We discuss the challenges faced by these systems, and present a comparison in terms of their effectiveness, practicality, and ability to address these challenges.
- Score: 0.0
- License: http://creativecommons.org/licenses/by/4.0/
- Abstract: Enterprises are constantly under attack from sophisticated adversaries. These adversaries use a variety of techniques to first gain access to the enterprise, then spread laterally inside its networks, establish persistence, and finally exfiltrate sensitive data, or hold it for ransom. While historically, enterprises have used different Incident Response systems that monitor hosts, servers, or network devices to detect and report threats, these systems often need many analysts to triage and respond to alerts.

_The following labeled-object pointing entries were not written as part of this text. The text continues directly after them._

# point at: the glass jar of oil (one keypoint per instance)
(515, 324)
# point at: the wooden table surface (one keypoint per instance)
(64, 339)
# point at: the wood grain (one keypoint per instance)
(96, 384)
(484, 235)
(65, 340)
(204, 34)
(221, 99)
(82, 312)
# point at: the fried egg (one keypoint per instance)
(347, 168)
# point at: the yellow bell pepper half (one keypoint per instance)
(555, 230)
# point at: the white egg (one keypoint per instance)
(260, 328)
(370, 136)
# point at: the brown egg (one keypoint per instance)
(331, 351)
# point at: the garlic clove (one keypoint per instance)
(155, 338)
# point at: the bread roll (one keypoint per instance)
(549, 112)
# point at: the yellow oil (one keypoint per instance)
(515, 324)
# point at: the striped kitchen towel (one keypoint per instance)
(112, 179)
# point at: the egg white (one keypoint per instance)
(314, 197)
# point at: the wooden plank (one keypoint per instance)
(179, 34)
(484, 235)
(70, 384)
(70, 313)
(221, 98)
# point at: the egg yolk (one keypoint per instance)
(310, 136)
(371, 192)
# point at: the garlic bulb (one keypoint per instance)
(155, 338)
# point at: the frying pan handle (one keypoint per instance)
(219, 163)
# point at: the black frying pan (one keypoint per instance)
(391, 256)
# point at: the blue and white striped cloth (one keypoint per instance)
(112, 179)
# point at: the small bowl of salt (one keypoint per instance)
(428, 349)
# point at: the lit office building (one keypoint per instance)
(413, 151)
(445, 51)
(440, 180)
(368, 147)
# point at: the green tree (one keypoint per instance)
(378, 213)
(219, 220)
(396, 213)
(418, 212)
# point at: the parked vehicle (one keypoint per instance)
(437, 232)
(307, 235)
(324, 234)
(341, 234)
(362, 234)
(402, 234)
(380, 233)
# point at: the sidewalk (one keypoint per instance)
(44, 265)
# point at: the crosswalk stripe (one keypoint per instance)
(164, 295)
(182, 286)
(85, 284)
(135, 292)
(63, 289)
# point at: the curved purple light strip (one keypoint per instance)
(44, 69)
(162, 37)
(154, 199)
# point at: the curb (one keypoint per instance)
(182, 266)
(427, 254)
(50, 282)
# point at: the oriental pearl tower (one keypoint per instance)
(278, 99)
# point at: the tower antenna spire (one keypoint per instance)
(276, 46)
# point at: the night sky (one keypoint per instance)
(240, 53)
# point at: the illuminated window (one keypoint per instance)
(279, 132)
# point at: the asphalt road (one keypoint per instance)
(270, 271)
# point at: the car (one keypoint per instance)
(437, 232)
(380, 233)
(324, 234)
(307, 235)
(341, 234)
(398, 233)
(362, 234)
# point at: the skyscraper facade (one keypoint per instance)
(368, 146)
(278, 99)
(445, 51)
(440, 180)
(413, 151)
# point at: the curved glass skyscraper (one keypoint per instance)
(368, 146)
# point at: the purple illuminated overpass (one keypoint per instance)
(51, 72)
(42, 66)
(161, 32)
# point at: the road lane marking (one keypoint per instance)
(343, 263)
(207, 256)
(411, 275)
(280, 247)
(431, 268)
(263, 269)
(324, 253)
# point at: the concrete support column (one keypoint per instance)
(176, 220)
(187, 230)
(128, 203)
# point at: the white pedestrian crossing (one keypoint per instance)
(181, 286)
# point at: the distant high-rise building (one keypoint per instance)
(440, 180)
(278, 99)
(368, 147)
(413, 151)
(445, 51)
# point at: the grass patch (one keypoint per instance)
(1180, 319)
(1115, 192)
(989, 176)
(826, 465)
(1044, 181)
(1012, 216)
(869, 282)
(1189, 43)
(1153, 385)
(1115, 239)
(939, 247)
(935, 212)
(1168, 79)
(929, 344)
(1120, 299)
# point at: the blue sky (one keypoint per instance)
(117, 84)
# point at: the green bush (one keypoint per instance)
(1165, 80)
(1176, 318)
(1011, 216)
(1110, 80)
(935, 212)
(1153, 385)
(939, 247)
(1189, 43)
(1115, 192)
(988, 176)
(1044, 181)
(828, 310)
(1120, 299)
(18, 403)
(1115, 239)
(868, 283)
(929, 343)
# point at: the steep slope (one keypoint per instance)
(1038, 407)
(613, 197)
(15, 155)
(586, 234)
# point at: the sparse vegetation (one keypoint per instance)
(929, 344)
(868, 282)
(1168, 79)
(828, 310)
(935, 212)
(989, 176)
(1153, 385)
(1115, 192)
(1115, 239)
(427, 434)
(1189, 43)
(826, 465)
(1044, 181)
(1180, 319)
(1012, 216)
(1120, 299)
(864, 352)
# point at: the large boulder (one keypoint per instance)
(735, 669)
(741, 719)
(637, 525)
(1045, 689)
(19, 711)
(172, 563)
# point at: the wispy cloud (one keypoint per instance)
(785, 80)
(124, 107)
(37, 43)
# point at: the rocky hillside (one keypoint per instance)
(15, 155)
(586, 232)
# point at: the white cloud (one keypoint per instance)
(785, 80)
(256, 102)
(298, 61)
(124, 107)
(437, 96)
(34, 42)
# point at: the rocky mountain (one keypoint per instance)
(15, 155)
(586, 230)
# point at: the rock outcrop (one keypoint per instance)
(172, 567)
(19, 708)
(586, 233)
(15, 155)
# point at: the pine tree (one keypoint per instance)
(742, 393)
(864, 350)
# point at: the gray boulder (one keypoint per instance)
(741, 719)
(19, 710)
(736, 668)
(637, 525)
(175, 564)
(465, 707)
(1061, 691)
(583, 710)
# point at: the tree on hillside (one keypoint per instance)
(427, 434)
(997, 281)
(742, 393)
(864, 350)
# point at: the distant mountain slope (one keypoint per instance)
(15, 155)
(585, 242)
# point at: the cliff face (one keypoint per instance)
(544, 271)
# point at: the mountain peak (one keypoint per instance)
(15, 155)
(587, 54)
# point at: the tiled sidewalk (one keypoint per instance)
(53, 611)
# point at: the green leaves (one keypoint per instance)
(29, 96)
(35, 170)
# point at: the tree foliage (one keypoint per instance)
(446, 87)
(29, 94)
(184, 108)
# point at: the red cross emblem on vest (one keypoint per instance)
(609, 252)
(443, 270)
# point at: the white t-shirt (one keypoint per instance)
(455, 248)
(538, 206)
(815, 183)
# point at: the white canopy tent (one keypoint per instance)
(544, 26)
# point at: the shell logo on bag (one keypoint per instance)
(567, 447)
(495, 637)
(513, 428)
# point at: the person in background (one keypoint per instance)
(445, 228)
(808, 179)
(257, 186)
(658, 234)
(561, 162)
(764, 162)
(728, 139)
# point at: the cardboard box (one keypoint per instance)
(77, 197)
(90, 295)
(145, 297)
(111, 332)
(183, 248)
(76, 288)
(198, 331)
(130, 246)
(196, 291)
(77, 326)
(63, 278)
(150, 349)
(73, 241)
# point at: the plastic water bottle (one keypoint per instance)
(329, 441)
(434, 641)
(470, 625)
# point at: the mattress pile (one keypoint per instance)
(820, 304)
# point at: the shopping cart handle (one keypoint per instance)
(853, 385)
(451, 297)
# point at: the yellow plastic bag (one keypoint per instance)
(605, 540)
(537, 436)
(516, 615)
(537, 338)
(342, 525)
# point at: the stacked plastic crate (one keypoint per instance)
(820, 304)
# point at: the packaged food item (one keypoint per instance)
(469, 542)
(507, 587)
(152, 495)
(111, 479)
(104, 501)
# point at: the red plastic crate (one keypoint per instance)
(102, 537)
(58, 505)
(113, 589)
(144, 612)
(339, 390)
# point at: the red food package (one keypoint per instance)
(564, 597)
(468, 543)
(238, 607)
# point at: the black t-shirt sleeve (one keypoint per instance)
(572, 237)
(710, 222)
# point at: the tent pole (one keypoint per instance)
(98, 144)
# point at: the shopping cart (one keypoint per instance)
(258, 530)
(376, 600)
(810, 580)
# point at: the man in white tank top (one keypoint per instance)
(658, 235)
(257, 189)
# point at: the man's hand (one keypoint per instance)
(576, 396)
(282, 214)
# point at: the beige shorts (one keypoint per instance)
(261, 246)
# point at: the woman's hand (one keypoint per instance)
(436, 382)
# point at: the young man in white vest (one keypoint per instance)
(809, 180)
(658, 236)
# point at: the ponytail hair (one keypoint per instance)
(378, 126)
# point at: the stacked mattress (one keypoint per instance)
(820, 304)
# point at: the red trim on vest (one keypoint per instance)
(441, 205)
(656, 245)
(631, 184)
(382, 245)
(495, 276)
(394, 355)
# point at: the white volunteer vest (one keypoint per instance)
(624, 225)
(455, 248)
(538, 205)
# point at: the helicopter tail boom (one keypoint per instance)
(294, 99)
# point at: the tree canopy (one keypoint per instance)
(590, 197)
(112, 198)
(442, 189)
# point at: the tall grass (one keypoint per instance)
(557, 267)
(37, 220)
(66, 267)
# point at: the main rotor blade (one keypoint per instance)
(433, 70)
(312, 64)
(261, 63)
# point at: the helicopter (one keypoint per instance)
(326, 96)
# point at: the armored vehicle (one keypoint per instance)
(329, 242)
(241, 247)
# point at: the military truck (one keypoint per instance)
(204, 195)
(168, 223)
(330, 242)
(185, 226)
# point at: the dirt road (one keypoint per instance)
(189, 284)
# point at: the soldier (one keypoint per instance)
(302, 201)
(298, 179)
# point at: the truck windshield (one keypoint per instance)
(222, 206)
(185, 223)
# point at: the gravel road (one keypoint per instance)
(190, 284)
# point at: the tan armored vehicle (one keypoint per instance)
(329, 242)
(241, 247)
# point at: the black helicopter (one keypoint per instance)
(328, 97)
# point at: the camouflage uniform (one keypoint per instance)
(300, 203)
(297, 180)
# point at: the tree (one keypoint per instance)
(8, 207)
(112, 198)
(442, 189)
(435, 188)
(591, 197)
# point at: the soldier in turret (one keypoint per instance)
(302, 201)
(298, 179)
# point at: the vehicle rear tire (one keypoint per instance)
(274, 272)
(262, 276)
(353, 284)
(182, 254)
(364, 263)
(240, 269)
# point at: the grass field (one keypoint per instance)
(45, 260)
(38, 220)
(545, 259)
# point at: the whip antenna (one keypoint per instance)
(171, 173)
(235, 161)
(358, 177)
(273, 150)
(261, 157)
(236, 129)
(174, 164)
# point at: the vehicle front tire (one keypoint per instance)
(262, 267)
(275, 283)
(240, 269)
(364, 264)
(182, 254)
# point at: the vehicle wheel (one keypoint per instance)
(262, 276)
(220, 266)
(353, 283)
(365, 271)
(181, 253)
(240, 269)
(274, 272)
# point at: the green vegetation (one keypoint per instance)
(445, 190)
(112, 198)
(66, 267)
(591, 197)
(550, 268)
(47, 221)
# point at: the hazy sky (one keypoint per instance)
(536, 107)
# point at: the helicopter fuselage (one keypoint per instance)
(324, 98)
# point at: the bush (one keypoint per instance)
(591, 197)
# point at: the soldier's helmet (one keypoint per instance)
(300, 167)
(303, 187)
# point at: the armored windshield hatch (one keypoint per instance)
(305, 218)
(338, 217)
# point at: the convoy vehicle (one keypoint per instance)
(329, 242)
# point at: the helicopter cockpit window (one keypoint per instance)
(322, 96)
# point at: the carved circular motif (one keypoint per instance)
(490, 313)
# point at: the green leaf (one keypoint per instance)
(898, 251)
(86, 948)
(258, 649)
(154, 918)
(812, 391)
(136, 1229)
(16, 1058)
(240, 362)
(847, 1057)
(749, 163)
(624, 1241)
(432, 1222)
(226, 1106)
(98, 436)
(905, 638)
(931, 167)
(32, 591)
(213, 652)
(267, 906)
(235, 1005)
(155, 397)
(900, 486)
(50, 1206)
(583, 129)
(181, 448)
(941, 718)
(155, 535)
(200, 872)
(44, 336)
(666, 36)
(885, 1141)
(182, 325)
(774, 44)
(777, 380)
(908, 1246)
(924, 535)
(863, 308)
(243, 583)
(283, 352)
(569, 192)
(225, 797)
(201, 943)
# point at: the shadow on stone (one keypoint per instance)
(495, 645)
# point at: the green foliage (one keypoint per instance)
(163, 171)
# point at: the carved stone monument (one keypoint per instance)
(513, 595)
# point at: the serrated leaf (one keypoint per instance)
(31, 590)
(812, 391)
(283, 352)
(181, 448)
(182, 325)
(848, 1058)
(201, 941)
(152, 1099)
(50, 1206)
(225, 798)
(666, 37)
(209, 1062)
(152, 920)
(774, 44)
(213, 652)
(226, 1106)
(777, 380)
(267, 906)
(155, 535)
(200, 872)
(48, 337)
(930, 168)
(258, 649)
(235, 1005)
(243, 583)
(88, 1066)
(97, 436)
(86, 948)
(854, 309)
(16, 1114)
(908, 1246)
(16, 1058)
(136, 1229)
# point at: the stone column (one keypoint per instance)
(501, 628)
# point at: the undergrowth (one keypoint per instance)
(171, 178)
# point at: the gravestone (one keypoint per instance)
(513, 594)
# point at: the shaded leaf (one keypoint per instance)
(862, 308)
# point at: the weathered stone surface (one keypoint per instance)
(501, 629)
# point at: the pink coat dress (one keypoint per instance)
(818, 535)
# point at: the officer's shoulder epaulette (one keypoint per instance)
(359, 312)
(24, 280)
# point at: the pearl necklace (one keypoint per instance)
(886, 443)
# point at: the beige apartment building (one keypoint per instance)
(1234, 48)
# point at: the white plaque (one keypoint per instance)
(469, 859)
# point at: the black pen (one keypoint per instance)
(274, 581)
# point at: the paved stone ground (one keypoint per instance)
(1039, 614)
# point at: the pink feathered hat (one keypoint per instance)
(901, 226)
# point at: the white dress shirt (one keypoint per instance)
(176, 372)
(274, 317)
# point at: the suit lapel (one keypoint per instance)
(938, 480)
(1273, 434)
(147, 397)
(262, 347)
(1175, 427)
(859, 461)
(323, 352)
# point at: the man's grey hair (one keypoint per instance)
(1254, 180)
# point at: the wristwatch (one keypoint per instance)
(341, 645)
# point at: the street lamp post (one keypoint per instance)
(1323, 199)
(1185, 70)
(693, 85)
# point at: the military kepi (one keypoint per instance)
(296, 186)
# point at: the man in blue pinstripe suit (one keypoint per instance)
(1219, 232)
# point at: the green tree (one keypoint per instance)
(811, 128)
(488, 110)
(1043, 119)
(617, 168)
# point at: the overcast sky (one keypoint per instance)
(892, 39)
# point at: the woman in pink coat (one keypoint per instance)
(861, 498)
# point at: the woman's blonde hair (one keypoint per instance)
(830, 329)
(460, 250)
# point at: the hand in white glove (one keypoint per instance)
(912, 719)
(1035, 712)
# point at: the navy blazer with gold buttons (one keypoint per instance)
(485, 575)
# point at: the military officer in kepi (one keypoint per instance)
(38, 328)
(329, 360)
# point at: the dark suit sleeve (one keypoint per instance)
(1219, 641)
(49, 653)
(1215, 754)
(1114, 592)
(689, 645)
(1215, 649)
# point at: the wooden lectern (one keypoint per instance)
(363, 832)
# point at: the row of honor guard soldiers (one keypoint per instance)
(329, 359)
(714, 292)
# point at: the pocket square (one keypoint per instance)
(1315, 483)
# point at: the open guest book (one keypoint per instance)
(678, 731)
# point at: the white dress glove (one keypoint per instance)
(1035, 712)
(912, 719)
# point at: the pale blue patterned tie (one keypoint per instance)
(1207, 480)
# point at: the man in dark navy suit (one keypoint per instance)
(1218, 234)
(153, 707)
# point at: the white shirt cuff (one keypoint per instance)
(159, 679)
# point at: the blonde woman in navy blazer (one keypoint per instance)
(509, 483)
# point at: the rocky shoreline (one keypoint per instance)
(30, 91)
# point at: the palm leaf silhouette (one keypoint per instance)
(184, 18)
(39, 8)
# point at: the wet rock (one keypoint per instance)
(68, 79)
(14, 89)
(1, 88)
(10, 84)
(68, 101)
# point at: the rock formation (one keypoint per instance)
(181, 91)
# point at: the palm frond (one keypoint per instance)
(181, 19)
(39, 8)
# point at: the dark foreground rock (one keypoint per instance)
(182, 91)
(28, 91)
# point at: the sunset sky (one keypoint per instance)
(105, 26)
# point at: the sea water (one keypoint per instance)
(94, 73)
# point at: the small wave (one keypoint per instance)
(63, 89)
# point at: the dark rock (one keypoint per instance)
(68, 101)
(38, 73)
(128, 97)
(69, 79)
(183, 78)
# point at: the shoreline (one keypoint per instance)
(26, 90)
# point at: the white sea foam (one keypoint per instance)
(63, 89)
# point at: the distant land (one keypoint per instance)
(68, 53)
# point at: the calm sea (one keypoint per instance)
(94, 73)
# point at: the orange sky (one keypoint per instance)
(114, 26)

However, the immense quantity of alerts to sift through, combined with the potential risk of missing a valid threat makes the task of the analyst challenging. To ease this manual and laborious process, researchers have proposed a variety of systems that perform automated attack investigations. These systems collect data, track causally related events, and present the analyst with an interpretable summary of the attack. In this paper, we present a survey of systems that perform automated attack investigation, and compare them based on their designs, goals, and heuristics. We discuss the challenges faced by these systems, and present a comparison in terms of their effectiveness, practicality, and ability to address these challenges. We conclude by discussing the future of these systems, and the open problems in this area.